Will returns to the Holcombe farm. He spends the day with Bobby and a group of volunteers, searching the river for any sign of Holland. Since it rained the night before, Bobby judges that Holland’s body would have resurfaced if he was in the river. Will goes to the house and finds Billy in the shed, making a crib. As he watches Billy, Will realizes that his confrontation with Travis that morning showed him that he made an irrevocable choice by leaving Jocassee. He knows that he will not feel the same loss as Travis or Billy when Carolina Power forces them to leave. Will tells Billy that he got away with the murder, then leaves.

Part 1 Analysis

This section of the novel is paradoxically the most and least detailed, for it introduces the setting and history of the Jocassee Valley and the framework of the investigation, but Will operates purely on suspicion and instinct and is ultimately forced to leave the mystery unsolved despite his conviction that Billy is indeed a murderer. Thus, Rash sets the stage for The Impact of Secrets on Human Behavior to unfold as the subsequent sections of the novel highlight the perspectives of the other participants in the drama. Significantly, this early part of the narrative also spends considerable time establishing the Cultural Connections to the Land, for Jocassee is the valley that Will Alexander grew up in but left when he married Janice. Will connects the word “Jocassee,” meaning “valley of the lost” (10), with his pervasive feelings of remorse and listlessness. The name of the valley also foreshadows the ending of the novel and the ominous significance of water to the broader narrative. Although water can signify cleansing, Will views it as a symbol of suffocation and erasure, especially in light of Carolina Power’s intention to fill the valley and turn it into a reservoir. Although Carolina Power sees the valley as an acquisition and a step towards progress, Will understands the significance of the land to the farmers because of their shared history. Will’s partial Cherokee heritage also gives him a unique perspective that differs from the other narrators because he views the land through the complexities of racial dynamics and past injustices. Although Will feels empathy for the white farmers who will lose their land, Carolina Power’s desire to fill the valley represents yet another example of the deeper history of colonization, which has historically displaced many Indigenous Americans from their land. Will’s preoccupation with the Cherokee princess Jocassee therefore reveals his deeper fears that the erasure of the valley will force the country one step closer to erasing the history of the Cherokee people entirely.

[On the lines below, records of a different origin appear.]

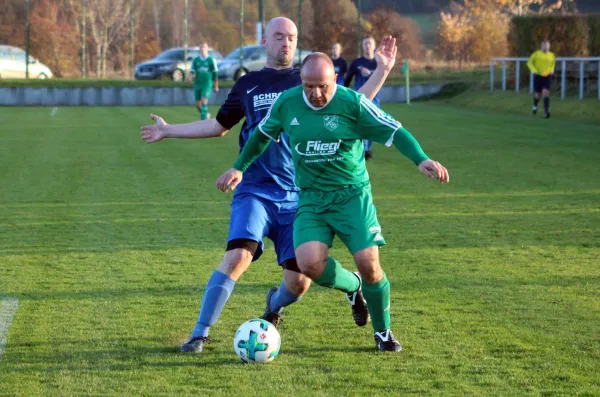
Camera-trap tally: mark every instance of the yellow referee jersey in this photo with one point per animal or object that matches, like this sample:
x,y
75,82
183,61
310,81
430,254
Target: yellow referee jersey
x,y
542,63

This section further develops the theme of The Impact of Secrets on Human Behavior by examining the myriad ways in which secrets can either unite or destroy people. As Will investigates Holland’s disappearance and probable murder, he connects his suspicion of Billy’s secrets with his own past. Will’s introspection reveals the complexities of his marriage and how his relationship with Janice changed after her miscarriage. These contemplations imply that Will understands the many ways in which trauma connects people, which is why he believes that Amy is lying to protect Billy. Even though Will’s marriage with Janice completely falls apart, he stays with her because he finds comfort in the knowledge that they share the same pain. This understanding of personal trauma guides Will’s investigation as he interviews Amy and Billy, and his suspicions about Amy and Billy’s connection foreshadows the fact that Holland’s murder unites them, even when they must eventually face their own deaths.

Although Will believes that Amy and Billy are kind people, he knows that desperate situations can draw out violence in the greatest of pacifists. Will’s keen perception of people’s propensity towards violence comes from his war experience. Will knows that people like himself do not gravitate towards violence but will fight if necessary, while others, like Holland, enjoy violence for its own sake. Thus, the mystery takes on deeper psychological nuances when Will contemplates the possibility that Holland’s difficulty acclimating back to life in Jocassee may be the underlying reason for his probable murder. For example, Holland reveals his penchant for extreme violence when he shows off his bag of human ears: trophies from his victims in the Korean War. Will feels haunted by Holland’s nonchalance over carrying human ears as a reminder of the war. This interaction reveals the stark difference between Holland and Will, because Holland feels the need to remind himself of what he did, while Will cannot forget the trauma of war even if he tries.

At the end of this section, Will’s failure to solve the case highlights The Ambiguities of Justice and Morality, for he openly admits defeat to Billy and states that Billy got away with Holland’s murder. This concession reflects Will’s internal conflicts about his own personal issues and secrets. Will experiences regret over how his life turned out, especially in how he created a rupture in his family by leaving Jocassee. When his father’s health takes a sudden turn for the worse, he knows that there is now no time left to make amends for his past decisions, for he will never return to Jocassee and work the land like he promised his father he would. Will fully accepts the interpretation that Jocassee is a “valley of the lost” (110) because he does not see a way to reconcile with his family or find any justice for Holland. As the investigation draws to an unsuccessful and uneasy close, Will feels unfulfilled in life, which he knows that some Christian-minded people would attribute to the condition of humanity upon leaving Eden. However, the narrative makes it a point to emphasize that Will gives up the investigation because he believes that nothing will satisfy the absence in anyone in Jocassee, and the only thing to do is move towards the future.